I worked at Snoodles and Companions and was half way through my senior year in high school. I couldn't wait to leave all the hullabaloo behind and go to college. I wasn't sure what I wanted to study yet, but I got into my college of choice as an undecided and at this point in my life that's all that mattered.


It was a crisp Saturday morning in early spring that death marked me. He had strong lean muscles that elegantly linked his long, tall bones together. He had piercing steal grey eyes and a long thin nose that flared at the end perfectly framing his full pink lips. He licked them as he studied the menu for less than a second before he ordered a regular mushroom stroganoff with chicken and a bottled water.
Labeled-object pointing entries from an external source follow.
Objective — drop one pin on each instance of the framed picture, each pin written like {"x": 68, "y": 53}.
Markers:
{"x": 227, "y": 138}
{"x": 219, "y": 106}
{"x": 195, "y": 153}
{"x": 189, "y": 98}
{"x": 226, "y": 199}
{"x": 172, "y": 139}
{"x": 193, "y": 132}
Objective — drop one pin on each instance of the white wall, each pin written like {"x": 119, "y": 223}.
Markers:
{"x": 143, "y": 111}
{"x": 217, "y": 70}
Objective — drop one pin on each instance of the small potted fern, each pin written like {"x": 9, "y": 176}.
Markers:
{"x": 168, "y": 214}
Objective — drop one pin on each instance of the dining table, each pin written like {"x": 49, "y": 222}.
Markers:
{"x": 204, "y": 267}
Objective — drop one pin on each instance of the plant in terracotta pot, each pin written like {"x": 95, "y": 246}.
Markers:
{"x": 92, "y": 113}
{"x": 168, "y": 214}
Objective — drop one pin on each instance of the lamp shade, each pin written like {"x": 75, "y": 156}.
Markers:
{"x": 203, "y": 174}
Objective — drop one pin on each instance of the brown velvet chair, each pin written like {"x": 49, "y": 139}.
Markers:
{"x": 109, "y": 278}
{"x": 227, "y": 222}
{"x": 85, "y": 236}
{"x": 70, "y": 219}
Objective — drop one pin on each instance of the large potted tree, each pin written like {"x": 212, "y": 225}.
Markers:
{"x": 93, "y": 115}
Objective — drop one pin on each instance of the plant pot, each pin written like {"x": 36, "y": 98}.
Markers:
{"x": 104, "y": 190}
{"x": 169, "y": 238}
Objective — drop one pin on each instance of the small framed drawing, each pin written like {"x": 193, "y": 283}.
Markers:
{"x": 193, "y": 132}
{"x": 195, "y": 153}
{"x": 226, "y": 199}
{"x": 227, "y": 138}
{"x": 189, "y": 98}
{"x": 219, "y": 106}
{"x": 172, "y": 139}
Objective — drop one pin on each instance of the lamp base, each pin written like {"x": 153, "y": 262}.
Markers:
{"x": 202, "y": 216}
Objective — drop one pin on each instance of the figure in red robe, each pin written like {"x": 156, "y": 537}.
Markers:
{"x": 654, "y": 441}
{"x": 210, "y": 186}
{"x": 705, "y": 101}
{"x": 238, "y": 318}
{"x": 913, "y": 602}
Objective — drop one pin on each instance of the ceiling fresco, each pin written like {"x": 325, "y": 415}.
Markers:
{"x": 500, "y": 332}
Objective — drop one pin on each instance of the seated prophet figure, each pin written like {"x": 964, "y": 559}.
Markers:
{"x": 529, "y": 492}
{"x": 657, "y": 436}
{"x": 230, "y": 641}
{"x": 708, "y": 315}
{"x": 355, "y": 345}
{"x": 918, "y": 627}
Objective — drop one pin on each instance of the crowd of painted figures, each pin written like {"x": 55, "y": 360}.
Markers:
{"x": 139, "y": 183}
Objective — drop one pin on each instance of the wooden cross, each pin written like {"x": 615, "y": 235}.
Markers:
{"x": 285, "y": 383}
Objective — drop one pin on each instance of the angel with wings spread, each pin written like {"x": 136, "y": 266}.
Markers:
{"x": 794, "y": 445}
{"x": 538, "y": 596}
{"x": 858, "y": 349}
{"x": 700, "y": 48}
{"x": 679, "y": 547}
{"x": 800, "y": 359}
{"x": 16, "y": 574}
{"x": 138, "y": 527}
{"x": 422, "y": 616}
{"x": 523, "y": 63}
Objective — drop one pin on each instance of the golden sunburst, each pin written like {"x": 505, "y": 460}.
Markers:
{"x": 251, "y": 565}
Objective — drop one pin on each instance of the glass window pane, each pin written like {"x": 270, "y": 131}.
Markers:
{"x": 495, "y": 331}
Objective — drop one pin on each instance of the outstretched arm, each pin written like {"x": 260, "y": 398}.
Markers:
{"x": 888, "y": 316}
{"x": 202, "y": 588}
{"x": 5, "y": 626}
"That'll be $7.49." I said ringing up his order trying not to stare. He didn't seem to notice me at all as he paid with cash. I gave him his change and said, "Thank you sir we'll bring that right out to you." I gave him a number so we knew where to take the food. He mumbled what I thought was a thank you and made his way right in the center of the restaurant. He set down and pulled out a book, which I never could see the title of, and read peacefully.


The swarms of people that came after him blended into a blur of fake smiles and thank yous. After the afternoon rush, I took a break from the counter to "wipe tables." I really just wanted to get closer, so I could further investigate this stranger that had me so captivated. I was trying to be inconspicuous as I wiped the tables around his taking long glances in his direction. He looked to be in his very early twenties his jet black hair laid in thick rolling waves tight to his head. His skin was a light caramel brown, natural not tanned. I looked down realizing I went from observing to staring. I moved to the next table this one to his left. I wiped and cleaned the only thought on my mind was when I should look at him again. After a couple seconds I decided it was okay.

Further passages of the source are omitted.